Crowdsourcing with Multi Dimensional Trust and Active Learning
Baras, John, S.
June 01, 2016
We consider a typical crowdsourcing task that aggregates input from multiple workers as a problem in information fusion. To cope with the issue of noisy and sometimes malicious input from workers, trust is used to model workers expertise. In a multi-domain knowledge learning task, however, using scalarvalued trust to model a workers performance is not sufficient to reflect the workers trustworthiness in each of the domains. To address this issue, we propose a probabilistic model to jointly infer multi-dimensional trust of workers, multi-domain properties of questions, and true labels of questions. Our model is flexible and extensible to incorporate metadata associated with questions. To show that, we further propose two extended models, one of which handles input tasks with real-valued features and the other handles tasks with text features by incorporating topic models. Finally, we evaluate our model on real-world datasets and demonstrate that our models are superior to state-of-the-art.
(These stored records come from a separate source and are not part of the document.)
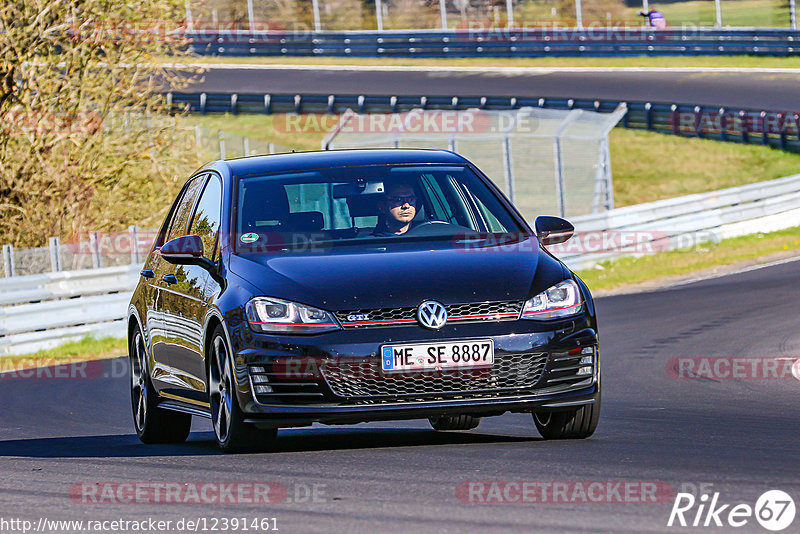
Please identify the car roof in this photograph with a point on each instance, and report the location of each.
(298, 161)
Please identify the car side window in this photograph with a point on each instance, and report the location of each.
(180, 219)
(207, 217)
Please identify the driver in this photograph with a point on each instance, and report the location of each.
(397, 209)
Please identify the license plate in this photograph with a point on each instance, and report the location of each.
(466, 354)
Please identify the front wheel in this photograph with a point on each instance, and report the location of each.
(153, 424)
(579, 423)
(232, 433)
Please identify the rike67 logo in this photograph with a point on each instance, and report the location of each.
(774, 510)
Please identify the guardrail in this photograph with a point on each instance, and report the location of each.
(485, 41)
(772, 128)
(43, 310)
(691, 221)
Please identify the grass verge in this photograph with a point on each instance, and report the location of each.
(629, 271)
(88, 348)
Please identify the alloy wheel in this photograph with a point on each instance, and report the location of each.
(221, 389)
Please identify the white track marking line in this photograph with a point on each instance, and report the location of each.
(477, 69)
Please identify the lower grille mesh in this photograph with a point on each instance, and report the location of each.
(363, 377)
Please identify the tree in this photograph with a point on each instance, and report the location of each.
(82, 145)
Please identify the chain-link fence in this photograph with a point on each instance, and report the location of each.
(545, 160)
(341, 15)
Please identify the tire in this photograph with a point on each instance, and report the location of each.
(579, 423)
(232, 433)
(152, 424)
(455, 422)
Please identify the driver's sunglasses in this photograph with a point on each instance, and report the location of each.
(399, 201)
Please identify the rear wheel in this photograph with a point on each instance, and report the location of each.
(579, 423)
(233, 434)
(153, 424)
(455, 422)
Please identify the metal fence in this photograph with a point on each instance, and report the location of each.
(382, 15)
(97, 250)
(544, 160)
(501, 42)
(218, 144)
(753, 126)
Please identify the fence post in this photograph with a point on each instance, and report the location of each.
(8, 259)
(379, 14)
(508, 170)
(134, 238)
(188, 9)
(94, 247)
(55, 254)
(250, 17)
(197, 141)
(559, 172)
(315, 9)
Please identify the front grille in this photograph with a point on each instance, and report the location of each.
(481, 311)
(272, 385)
(566, 368)
(357, 378)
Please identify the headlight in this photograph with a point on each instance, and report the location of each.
(561, 300)
(277, 316)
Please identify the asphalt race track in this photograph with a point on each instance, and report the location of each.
(774, 91)
(738, 436)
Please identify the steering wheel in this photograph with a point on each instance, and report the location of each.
(424, 224)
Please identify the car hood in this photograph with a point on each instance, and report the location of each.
(374, 277)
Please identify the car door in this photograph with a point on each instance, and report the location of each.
(190, 300)
(171, 330)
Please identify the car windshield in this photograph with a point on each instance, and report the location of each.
(352, 205)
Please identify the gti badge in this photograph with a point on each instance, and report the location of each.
(432, 315)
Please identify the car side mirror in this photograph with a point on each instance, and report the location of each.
(553, 230)
(184, 250)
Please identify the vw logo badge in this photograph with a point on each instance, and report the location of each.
(431, 314)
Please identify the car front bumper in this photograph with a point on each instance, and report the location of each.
(558, 344)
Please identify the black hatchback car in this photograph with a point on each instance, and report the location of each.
(341, 287)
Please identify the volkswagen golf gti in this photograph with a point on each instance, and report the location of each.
(341, 287)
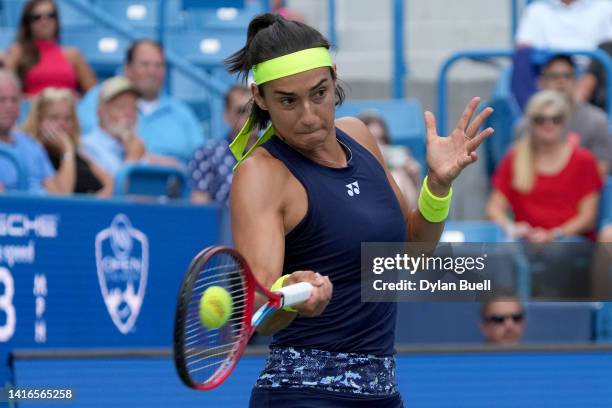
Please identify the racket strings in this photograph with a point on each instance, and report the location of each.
(206, 350)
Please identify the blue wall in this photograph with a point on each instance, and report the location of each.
(458, 380)
(68, 307)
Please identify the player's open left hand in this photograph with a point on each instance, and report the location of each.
(320, 296)
(447, 156)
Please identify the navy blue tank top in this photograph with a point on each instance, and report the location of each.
(346, 206)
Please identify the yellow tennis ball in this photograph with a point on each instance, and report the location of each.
(215, 307)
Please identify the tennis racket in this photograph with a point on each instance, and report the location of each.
(205, 357)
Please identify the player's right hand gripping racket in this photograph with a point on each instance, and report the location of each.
(205, 357)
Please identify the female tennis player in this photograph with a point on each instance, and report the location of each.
(312, 189)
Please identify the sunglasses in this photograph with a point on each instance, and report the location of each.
(501, 319)
(541, 119)
(241, 110)
(46, 16)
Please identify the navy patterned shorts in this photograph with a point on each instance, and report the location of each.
(348, 373)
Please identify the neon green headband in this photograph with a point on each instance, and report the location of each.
(269, 70)
(291, 64)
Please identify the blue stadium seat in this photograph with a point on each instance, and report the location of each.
(144, 13)
(472, 231)
(151, 180)
(404, 118)
(103, 49)
(20, 171)
(225, 17)
(206, 48)
(603, 322)
(605, 204)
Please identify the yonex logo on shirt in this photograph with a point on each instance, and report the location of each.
(353, 188)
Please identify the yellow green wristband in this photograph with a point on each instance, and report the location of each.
(279, 284)
(432, 207)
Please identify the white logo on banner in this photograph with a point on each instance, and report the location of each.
(122, 262)
(353, 188)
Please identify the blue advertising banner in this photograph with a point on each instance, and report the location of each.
(88, 273)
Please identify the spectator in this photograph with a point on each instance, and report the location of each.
(53, 121)
(550, 185)
(168, 127)
(41, 177)
(115, 141)
(565, 24)
(502, 319)
(37, 57)
(211, 167)
(587, 124)
(592, 86)
(405, 170)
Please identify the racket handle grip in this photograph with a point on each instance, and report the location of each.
(296, 293)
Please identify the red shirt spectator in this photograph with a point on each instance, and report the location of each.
(554, 198)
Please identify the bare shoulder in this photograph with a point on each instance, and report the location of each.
(259, 182)
(360, 132)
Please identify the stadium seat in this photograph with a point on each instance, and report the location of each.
(144, 13)
(151, 180)
(404, 118)
(206, 48)
(472, 231)
(103, 49)
(224, 17)
(21, 172)
(603, 322)
(70, 18)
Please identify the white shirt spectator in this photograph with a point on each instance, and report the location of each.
(581, 24)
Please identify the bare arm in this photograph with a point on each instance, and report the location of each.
(85, 75)
(11, 59)
(585, 87)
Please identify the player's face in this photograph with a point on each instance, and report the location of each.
(301, 107)
(504, 322)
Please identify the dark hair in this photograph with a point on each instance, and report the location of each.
(30, 55)
(130, 54)
(234, 89)
(497, 295)
(270, 36)
(368, 117)
(558, 57)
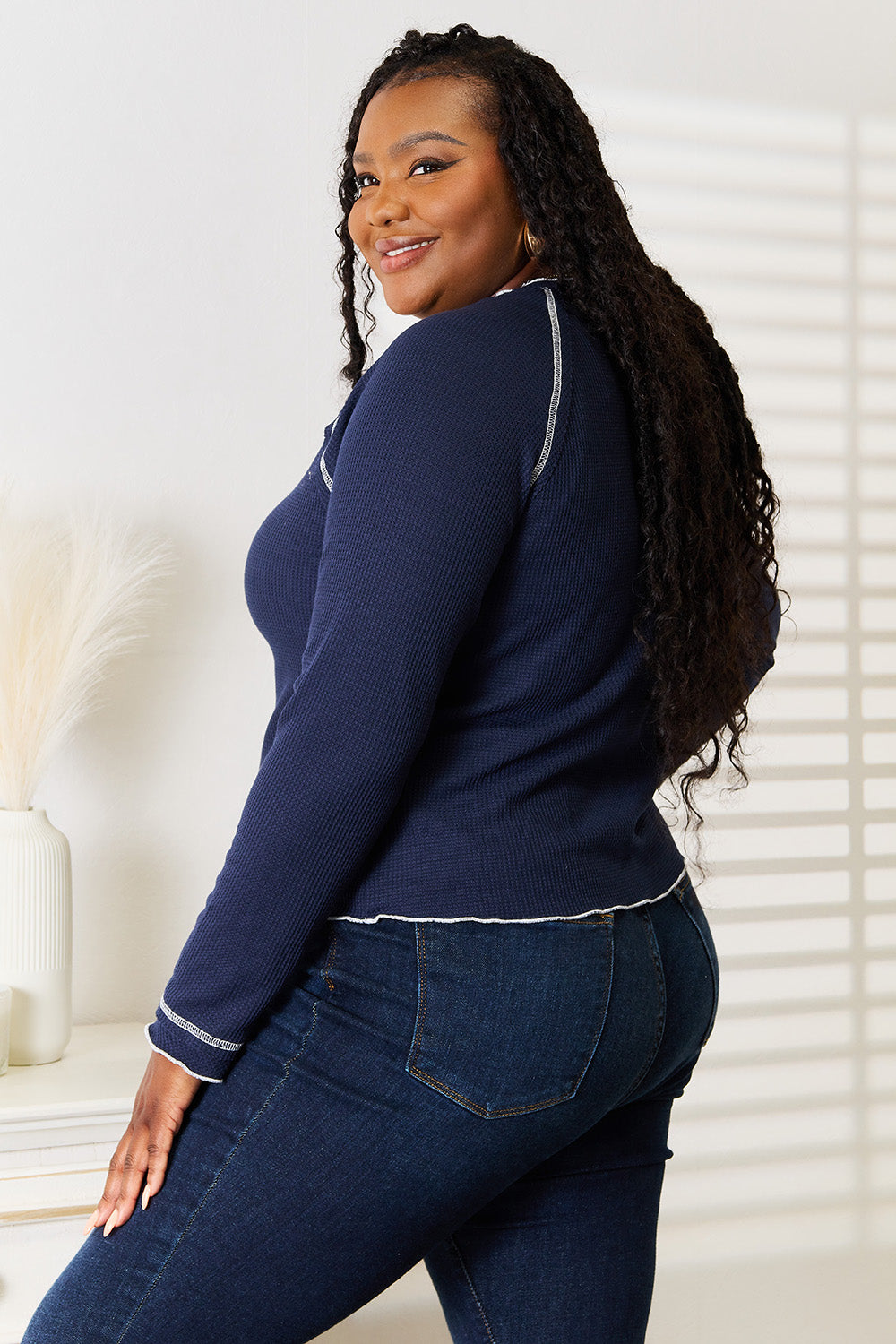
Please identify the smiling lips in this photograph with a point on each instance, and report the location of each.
(401, 252)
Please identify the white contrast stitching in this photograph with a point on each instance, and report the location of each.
(196, 1031)
(557, 382)
(202, 1077)
(600, 910)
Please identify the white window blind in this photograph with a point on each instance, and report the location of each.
(782, 225)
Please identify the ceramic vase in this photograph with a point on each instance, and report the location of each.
(35, 935)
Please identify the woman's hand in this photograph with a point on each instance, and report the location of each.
(161, 1099)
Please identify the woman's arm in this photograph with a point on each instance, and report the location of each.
(430, 478)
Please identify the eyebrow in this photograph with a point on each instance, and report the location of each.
(406, 144)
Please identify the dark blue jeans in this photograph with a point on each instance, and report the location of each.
(492, 1098)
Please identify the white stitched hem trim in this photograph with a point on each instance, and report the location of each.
(153, 1046)
(600, 910)
(196, 1031)
(557, 383)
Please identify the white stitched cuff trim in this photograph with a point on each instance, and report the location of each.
(196, 1031)
(600, 910)
(202, 1077)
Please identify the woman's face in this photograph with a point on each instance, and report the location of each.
(429, 174)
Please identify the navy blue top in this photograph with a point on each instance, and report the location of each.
(461, 720)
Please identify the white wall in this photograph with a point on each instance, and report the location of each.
(169, 346)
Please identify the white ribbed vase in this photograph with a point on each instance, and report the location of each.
(35, 935)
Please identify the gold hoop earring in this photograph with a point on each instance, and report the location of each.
(530, 244)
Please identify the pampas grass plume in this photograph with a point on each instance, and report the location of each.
(73, 597)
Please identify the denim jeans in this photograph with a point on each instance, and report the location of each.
(492, 1098)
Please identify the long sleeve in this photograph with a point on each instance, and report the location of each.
(430, 478)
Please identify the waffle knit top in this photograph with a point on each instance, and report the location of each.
(461, 718)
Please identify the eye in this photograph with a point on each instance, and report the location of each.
(429, 163)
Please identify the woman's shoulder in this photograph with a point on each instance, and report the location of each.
(505, 339)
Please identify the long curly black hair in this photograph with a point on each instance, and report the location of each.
(707, 505)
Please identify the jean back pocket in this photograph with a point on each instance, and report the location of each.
(509, 1013)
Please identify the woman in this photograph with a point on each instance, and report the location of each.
(452, 972)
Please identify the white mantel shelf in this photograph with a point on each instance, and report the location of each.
(59, 1125)
(58, 1120)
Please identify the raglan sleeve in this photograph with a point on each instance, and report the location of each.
(429, 483)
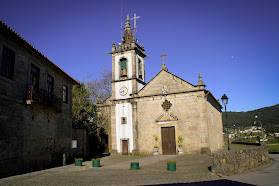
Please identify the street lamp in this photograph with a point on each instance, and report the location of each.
(234, 133)
(225, 99)
(258, 137)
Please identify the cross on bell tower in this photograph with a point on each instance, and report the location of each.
(164, 66)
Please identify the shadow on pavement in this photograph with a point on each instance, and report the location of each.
(214, 182)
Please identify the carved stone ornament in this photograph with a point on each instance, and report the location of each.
(166, 105)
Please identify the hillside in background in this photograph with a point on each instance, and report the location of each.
(268, 116)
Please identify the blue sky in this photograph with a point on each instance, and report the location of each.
(234, 44)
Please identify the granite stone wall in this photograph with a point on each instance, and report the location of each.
(33, 136)
(239, 161)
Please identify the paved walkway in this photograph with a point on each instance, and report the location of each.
(267, 176)
(114, 170)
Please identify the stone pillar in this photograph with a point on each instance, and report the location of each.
(135, 128)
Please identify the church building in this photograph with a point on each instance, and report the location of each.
(167, 113)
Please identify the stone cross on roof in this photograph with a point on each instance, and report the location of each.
(164, 66)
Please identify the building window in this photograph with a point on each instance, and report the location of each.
(34, 78)
(123, 120)
(7, 63)
(50, 84)
(140, 69)
(65, 94)
(123, 63)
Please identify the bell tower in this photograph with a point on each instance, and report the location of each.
(128, 65)
(128, 77)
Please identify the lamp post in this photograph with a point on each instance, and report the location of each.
(234, 133)
(258, 137)
(225, 99)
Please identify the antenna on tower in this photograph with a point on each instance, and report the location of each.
(121, 19)
(135, 23)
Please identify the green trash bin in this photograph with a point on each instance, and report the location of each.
(78, 163)
(135, 165)
(96, 163)
(171, 167)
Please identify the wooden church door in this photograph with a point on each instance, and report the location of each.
(124, 147)
(168, 140)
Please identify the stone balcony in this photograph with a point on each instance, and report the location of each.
(41, 97)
In addition, our models can effectively recover trust vectors of workers, which can be very useful in task assignment adaptive to workers trust in the future. In order to decrease entropies and reduce error rates more quickly with fewer annotations from workers, we further propose strategies for selecting which questions to ask and which workers to assign the questions to based on multi- dimension characteristics of questions and workers trust values in those dimensions. These results can be applied for fusion of information from multiple data sources like sensors, human input, machine learning results, or a hybrid of them.